Indigenous peoples are those people inhabiting a land prior to colonization by another nation, like the Arawak and Carib Indians of West Indies. Indigenous Peoples are distinct populations in that the land on which they live, and the natural resources on which they depend, are inextricably linked to their identities and cultures. There are about 400 million indigenous people spread across 70 countries worldwide. Practicing unique traditions, indigenous people retain social, cultural, economic and political characteristics that are distinct from those of the dominant societies in which they live.
Indigenous people are the descendants of those who inhabited a country or a geographical region at the time when people of different cultures or ethnic origins arrived and later became dominant.
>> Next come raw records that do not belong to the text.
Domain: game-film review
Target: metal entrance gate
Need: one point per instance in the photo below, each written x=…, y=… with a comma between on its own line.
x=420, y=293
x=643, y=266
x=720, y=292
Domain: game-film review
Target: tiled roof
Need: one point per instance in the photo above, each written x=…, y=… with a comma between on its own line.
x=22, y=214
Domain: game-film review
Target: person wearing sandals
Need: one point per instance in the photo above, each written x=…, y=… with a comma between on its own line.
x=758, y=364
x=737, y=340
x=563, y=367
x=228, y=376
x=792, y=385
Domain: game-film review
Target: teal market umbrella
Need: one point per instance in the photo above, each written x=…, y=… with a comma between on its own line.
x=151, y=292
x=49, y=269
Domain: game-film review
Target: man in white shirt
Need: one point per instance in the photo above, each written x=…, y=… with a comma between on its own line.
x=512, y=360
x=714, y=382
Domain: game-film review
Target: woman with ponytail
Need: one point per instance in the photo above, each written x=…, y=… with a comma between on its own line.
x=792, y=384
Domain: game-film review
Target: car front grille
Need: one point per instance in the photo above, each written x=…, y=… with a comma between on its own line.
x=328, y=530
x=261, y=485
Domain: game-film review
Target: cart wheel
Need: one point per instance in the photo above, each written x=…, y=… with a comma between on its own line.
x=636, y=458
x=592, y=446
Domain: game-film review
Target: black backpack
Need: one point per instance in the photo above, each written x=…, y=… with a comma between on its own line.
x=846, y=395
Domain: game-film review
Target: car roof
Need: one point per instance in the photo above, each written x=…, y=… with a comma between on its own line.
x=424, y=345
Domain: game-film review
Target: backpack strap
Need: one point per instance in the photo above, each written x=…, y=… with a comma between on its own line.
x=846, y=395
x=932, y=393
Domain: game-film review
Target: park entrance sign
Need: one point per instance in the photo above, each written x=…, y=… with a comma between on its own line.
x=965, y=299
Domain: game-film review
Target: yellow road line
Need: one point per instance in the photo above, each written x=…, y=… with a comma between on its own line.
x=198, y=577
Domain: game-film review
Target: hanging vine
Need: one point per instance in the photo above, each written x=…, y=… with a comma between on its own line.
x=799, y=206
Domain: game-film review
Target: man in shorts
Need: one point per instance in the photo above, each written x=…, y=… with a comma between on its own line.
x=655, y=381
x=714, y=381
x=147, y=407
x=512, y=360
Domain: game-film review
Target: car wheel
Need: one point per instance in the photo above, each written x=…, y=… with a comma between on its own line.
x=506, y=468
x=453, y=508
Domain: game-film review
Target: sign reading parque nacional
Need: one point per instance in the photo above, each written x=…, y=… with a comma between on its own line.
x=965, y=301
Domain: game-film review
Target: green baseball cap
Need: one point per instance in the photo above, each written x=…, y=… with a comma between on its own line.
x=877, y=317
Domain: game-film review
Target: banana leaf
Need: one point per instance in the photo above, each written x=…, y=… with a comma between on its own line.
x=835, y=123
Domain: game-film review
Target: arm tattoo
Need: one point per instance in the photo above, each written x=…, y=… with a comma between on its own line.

Among the indigenous peoples are the Lakota in the USA, the Mayas in Guatemala, the Aymaras in Bolivia, the Inuit and Aleutians of the circumpolar region, the Saami of northern Europe, the Aborigines and Torres Strait Islanders of Australia and the Maori of New Zealand.
United Nations Declaration on the Rights of Indigenous Peoples Solemnly Proclaims that: Indigenous peoples have the right to the full and effective enjoyment of all human rights and fundamental freedoms. Indigenous individuals and peoples are free and equal to all other individuals and peoples in dignity and rights, and have the right to be free from any kind of adverse discrimination. Indigenous peoples have the right of self-determination. Indigenous peoples have the right to maintain and strengthen their distinct political, economic, social and cultural characteristics, as well as their legal systems. Every indigenous individual has the right to a nationality.